La llegada de familias judías procedentes del Caribe y la necesidad de preservar sus tradiciones religiosas fueron factores determinantes en la creación de la primera congregación judía organizada en Panamá, según explicó el rabino Gustavo Kraselnik, líder espiritual de la Congregación Kol Shearith Israel, durante una entrevista en el programa Perfiles 360.
“Fue fundada por principalmente familias de origen hispano-portugués, es decir, aquellos que vivían en la península ibérica y que fueron expulsados a finales del siglo XV, que se trasladaron a distintos puntos de Europa, principalmente a Ámsterdam, y de ahí llegaron al Caribe”, explicó.
Según relató, muchas de estas familias se establecieron en territorios caribeños debido a las limitaciones existentes en el continente americano durante la época colonial.
“En el Caribe se pudieron instalar porque el continente no era una opción. El continente, cuando pertenecía a España y la Inquisición y todo eso, hacía difícil”, indicó.
El líder religioso destacó que existía una importante presencia judía en lugares como Curazao, Jamaica y San Tomás, desde donde comenzaron a llegar familias al Istmo durante el siglo XIX atraídas por las oportunidades económicas.
LLegada al Istmo
“En mitad del siglo XIX comienzan a llegar familias judías aquí al Istmo.
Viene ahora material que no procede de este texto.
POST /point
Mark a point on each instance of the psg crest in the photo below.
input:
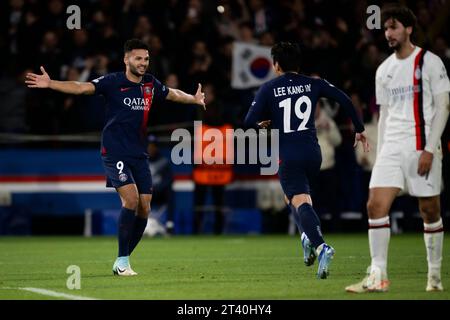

Primero con la fiebre del oro y las oportunidades que había, como tantos inmigrantes que llegaron. Después, obviamente, el ferrocarril trasatlántico, luego el canal francés”, detalló.
Uno de los principales desafíos que enfrentaron los recién llegados fue garantizar el cumplimiento de las prácticas funerarias de acuerdo con la tradición judía.
“Estas familias que llegaron del Caribe se establecieron aquí y tuvieron que resolver un tema muy sensible, que es el tema del cementerio, del entierro de acuerdo a la tradición judía”, manifestó.
Kraselnik explicó que la creación de un cementerio propio fue una necesidad para la comunidad debido a que las alternativas existentes no cumplían con los requisitos religiosos.
“Tener un cementerio propio, porque incluso el cementerio, extranjería y demás no cumplían los requisitos”, afirmó.
El judaísmo como conocimiento
Durante la entrevista, el rabino también destacó la importancia de promover el conocimiento sobre el judaísmo y fomentar espacios de entendimiento entre diferentes sectores de la sociedad.
“A mí me parece que parte de mi tarea es hacer docencia en general, que la gente conozca lo básico del judaísmo. El judaísmo no es misionero, no tratamos de buscar adeptos a la fe, pero nos parece que es valioso poder hacerle conocer a la gente, apreciar la belleza de la tradición judía”, expresó.
Asimismo, reflexionó sobre los retos actuales para quienes promueven posiciones moderadas y el valor del diálogo como herramienta para construir consensos.
“Creo que hay que mantener siempre la capacidad de diálogo, no descalificar a nadie, entender que del otro lado, en cualquier situación hay una persona que tiene sus ideas, que pueden ser distintas a las mías, sus prioridades, pero ver de qué manera podemos conversar”, sostuvo.
Finalmente, subrayó que la coherencia y la credibilidad son elementos esenciales para cualquier liderazgo.
“La coherencia en las ideas y en la práctica. Yo creo que el punto de la credibilidad es fundamental, porque en el momento que uno no tiene credibilidad, no puede ni liderarse a sí mismo”, afirmó.
Kraselnik añadió que toda decisión debe evaluarse considerando tanto las necesidades inmediatas como sus efectos a largo plazo. “Entender que uno toma decisiones con un ojo en el presente, pero con el otro ojo mirando al futuro, porque cualquier decisión que tiene hay implicancias”, concluyó.